A few posts ago I wrote about my discomfort about stacked bar graphs and the fact I prefer to use simple table with gradients as background. My only regret then was that the table was built in a spreadsheet. I would have liked to keep the data as it is but also have a nice representation of these categorical data.

This evening I spent some time analysing results from a survey and took the opportunity to buid these representations in R.

The exact topic of the survey doesn’t matter here. Let just say it was a survey about opinion and recommendations on some people. The two questions were:

  1. How do you think these persons were, last year? Possible answers were: very bad, bad, average, good or very good.
  2. Would you recommend these persons for next year? Possible answers were just yes or no.

For the first question, the data was collected in a text file according to these three fields: Person, Opinion, Count. Data was similar to this:

Person,Opinion,Count
Person 1,Very bad,0
Person 1,Bad,0
Person 1,Average,4
Person 1,Good,9
Person 1,Very good,3
Person 2,Very bad,3
Person 2,Bad,4
Person 2,Average,4
Person 2,Good,5
Person 2,Very good,0

The trick to represent this is to use  geom_tiles (from ggplot2) to display each count. There is an additional work to be done in order to have the Opinion categories in the right order.

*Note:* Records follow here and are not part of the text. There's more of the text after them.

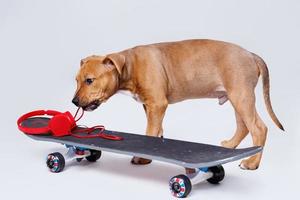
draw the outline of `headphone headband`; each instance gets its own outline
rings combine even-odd
[[[26,119],[34,116],[41,116],[41,115],[50,115],[50,116],[55,116],[58,114],[62,114],[61,112],[55,111],[55,110],[35,110],[29,113],[26,113],[22,115],[18,121],[18,128],[24,133],[29,133],[29,134],[41,134],[41,133],[47,133],[50,131],[49,126],[45,127],[40,127],[40,128],[29,128],[29,127],[23,127],[22,122],[25,121]]]

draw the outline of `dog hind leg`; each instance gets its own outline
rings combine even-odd
[[[236,118],[236,131],[234,136],[230,140],[224,140],[221,142],[221,145],[226,148],[236,148],[241,141],[247,136],[249,133],[248,128],[246,127],[241,116],[235,111]]]
[[[255,94],[253,88],[244,88],[243,91],[235,91],[229,99],[241,119],[250,131],[254,146],[264,146],[267,137],[267,127],[257,114],[255,108]],[[262,152],[251,156],[241,162],[242,169],[254,170],[259,167]]]

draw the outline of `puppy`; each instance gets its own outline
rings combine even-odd
[[[274,123],[283,126],[273,112],[269,96],[269,73],[262,58],[237,45],[214,40],[185,40],[137,46],[106,56],[81,60],[76,76],[73,103],[95,110],[118,91],[130,93],[143,104],[148,136],[162,136],[162,121],[168,104],[186,99],[230,100],[237,129],[224,140],[224,147],[236,148],[250,132],[253,145],[264,146],[267,127],[255,108],[254,89],[262,77],[267,111]],[[243,169],[257,169],[262,153],[241,162]],[[151,160],[133,158],[134,164]]]

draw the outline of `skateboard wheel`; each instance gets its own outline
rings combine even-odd
[[[90,150],[91,155],[87,156],[86,159],[90,162],[96,162],[101,157],[101,151]]]
[[[190,179],[183,174],[171,178],[169,187],[172,195],[177,198],[187,197],[192,190]]]
[[[225,177],[225,170],[222,165],[209,167],[208,171],[213,173],[213,176],[211,178],[207,179],[207,181],[211,184],[218,184]]]
[[[51,172],[58,173],[65,167],[65,158],[59,152],[51,153],[47,156],[46,164]]]

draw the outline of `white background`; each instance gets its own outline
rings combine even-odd
[[[161,41],[225,40],[262,56],[271,100],[286,132],[268,116],[258,84],[257,107],[269,127],[260,168],[225,165],[218,186],[202,183],[190,199],[299,199],[299,1],[0,1],[0,190],[3,199],[172,199],[168,180],[183,169],[160,162],[132,166],[130,157],[103,153],[100,162],[52,174],[45,156],[63,147],[30,140],[17,118],[35,109],[75,111],[71,99],[80,59]],[[81,124],[143,134],[143,108],[115,95]],[[230,103],[192,100],[169,106],[165,137],[219,144],[235,130]],[[247,137],[241,147],[251,145]],[[298,190],[297,190],[298,189]]]

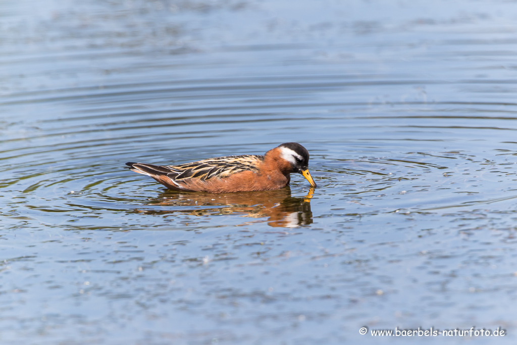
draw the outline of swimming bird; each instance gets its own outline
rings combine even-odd
[[[282,144],[264,156],[227,156],[178,166],[132,162],[126,165],[173,190],[227,193],[279,189],[289,184],[292,173],[301,174],[316,187],[308,168],[309,152],[298,143]]]

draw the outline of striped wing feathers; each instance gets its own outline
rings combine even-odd
[[[227,156],[163,168],[169,170],[168,177],[178,182],[191,178],[207,180],[222,178],[242,171],[256,172],[263,160],[263,156],[255,155]]]

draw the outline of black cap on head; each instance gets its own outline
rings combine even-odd
[[[285,143],[278,146],[286,150],[282,152],[282,158],[290,161],[296,170],[305,170],[309,166],[309,151],[298,143]],[[298,172],[296,171],[296,172]]]

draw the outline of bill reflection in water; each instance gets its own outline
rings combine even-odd
[[[197,216],[240,214],[257,219],[252,222],[265,221],[270,227],[294,228],[312,223],[310,201],[314,191],[311,188],[307,195],[297,198],[291,196],[288,187],[276,190],[223,194],[168,190],[160,194],[149,205],[169,206],[170,209],[139,209],[137,212],[164,217],[177,214]],[[266,217],[267,220],[260,219]]]

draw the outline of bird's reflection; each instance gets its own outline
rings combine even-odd
[[[255,218],[267,217],[271,227],[294,228],[312,223],[311,188],[303,198],[291,196],[289,187],[257,192],[211,194],[199,192],[167,191],[160,194],[150,204],[174,206],[173,209],[140,210],[147,214],[180,214],[195,216],[241,214]],[[203,206],[195,208],[185,206]],[[178,207],[181,207],[178,209]]]

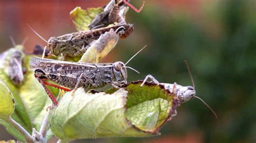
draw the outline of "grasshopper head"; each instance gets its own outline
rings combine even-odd
[[[125,38],[129,36],[133,31],[133,24],[126,24],[120,26],[116,30],[116,33],[119,34],[120,38]]]
[[[182,87],[178,89],[177,95],[179,102],[184,103],[196,96],[196,90],[191,86]]]
[[[116,62],[113,64],[113,72],[118,82],[127,83],[127,70],[125,65],[122,62]]]
[[[45,78],[45,73],[39,69],[37,69],[35,70],[35,76],[38,77],[41,79]]]
[[[56,37],[51,37],[48,40],[48,47],[50,51],[55,55],[59,55],[60,54],[59,48],[57,46],[57,44],[58,39]]]

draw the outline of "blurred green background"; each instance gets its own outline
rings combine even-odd
[[[45,39],[75,32],[69,11],[76,6],[85,9],[108,2],[92,1],[52,1],[38,4],[29,1],[0,2],[0,51],[11,47],[10,35],[17,43],[29,37],[25,45],[28,52],[36,44],[45,45],[27,27],[27,23]],[[142,3],[131,2],[137,8]],[[14,14],[26,7],[23,13],[18,13],[22,16]],[[139,75],[129,70],[129,81],[144,79],[150,74],[160,82],[192,85],[186,60],[197,96],[215,110],[219,118],[215,119],[199,100],[193,99],[178,108],[177,116],[166,124],[160,136],[85,141],[255,142],[255,0],[147,1],[140,13],[130,9],[126,21],[134,24],[134,31],[128,38],[119,41],[104,62],[126,61],[147,45],[129,64],[141,73]],[[0,130],[0,140],[11,139],[3,135],[6,134],[4,128],[1,126]]]

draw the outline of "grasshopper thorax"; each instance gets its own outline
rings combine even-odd
[[[126,38],[129,36],[133,31],[133,24],[126,24],[120,26],[116,30],[116,32],[119,35],[121,38]]]
[[[186,102],[196,96],[196,90],[191,86],[182,87],[177,90],[177,97],[180,103]]]
[[[51,53],[55,55],[59,55],[60,54],[59,48],[57,46],[58,39],[56,37],[53,37],[50,38],[48,40],[48,47],[50,48]]]
[[[113,65],[113,74],[117,81],[122,84],[127,83],[127,70],[122,62],[116,62]]]

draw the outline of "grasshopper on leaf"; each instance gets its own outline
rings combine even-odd
[[[133,31],[133,25],[120,24],[112,26],[83,31],[66,34],[57,37],[51,37],[48,41],[29,27],[48,44],[51,53],[59,55],[76,56],[83,54],[95,40],[106,32],[113,29],[121,38],[125,38]]]
[[[178,103],[179,104],[186,102],[193,97],[197,98],[200,100],[204,104],[205,104],[206,106],[207,106],[211,111],[213,113],[216,118],[218,118],[218,116],[213,111],[213,110],[204,102],[201,98],[198,96],[196,96],[196,90],[194,89],[194,81],[193,80],[193,77],[192,76],[191,73],[190,72],[190,68],[188,67],[188,65],[187,64],[186,61],[185,61],[186,65],[187,66],[187,68],[188,70],[188,72],[190,75],[190,77],[191,78],[191,80],[193,83],[193,87],[191,86],[186,86],[184,87],[179,84],[177,84],[176,82],[174,84],[170,84],[170,83],[159,83],[154,77],[153,77],[151,75],[148,75],[146,76],[144,80],[143,81],[143,83],[140,85],[140,87],[143,86],[145,84],[146,81],[148,78],[150,78],[152,80],[152,82],[154,83],[157,84],[157,85],[159,85],[164,87],[164,89],[167,90],[170,93],[173,94],[177,98]],[[175,116],[177,115],[177,111],[173,111],[174,112],[174,114],[172,115],[172,116]]]
[[[73,93],[78,87],[95,89],[111,84],[114,88],[127,83],[126,68],[139,73],[126,65],[143,47],[125,64],[118,61],[114,63],[79,63],[61,61],[33,57],[30,61],[30,69],[35,71],[35,76],[42,84],[53,104],[58,102],[45,85],[55,87],[65,91],[71,89],[49,83],[52,81],[62,86],[73,89]]]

The code is the following:

library(ggplot2)
data1 <- read.table("resultsQ1.txt", header=T, sep=",")
scale_count <- c("Very bad", "Bad", "Average", "Good", "Very good")
scale_rep <- c("1", "2", "3", "4", "5")
names(scale_count) <- scale_rep
ggplot(data1, aes(x=Opinion, y=Person)) +
geom_tile(aes(fill=Count)) +
xlim(scale_count) +
scale_fill_gradient(low="white", high="blue")+theme_bw() +
opts(title = "Opinion on persons")

And the graph looks like this:

For the second question, the data was collected in a text file according to these three fields too: Person, Reco, Count. Data was similar to this:

Person,Reco,Count
Person 1,Recommend,16
Person 1,Do not recommend,0
Person 2,Recommend,5
Person 2,Do not recommend,11

And we use approximately the same code:

library(ggplot2)
data2 <- read.table("resultsQ2.txt", header=T, sep=",")
ggplot(data2, aes(x=Reco, y=Person)) +
geom_tile(aes(fill=Count)) +
scale_fill_gradient(low="white", high="darkblue")+theme_bw() +
opts(title = "Recommendations")

And the graph for the second question looks like this:

Easy isn’t it? Do you have other types of visualization for this kind of data?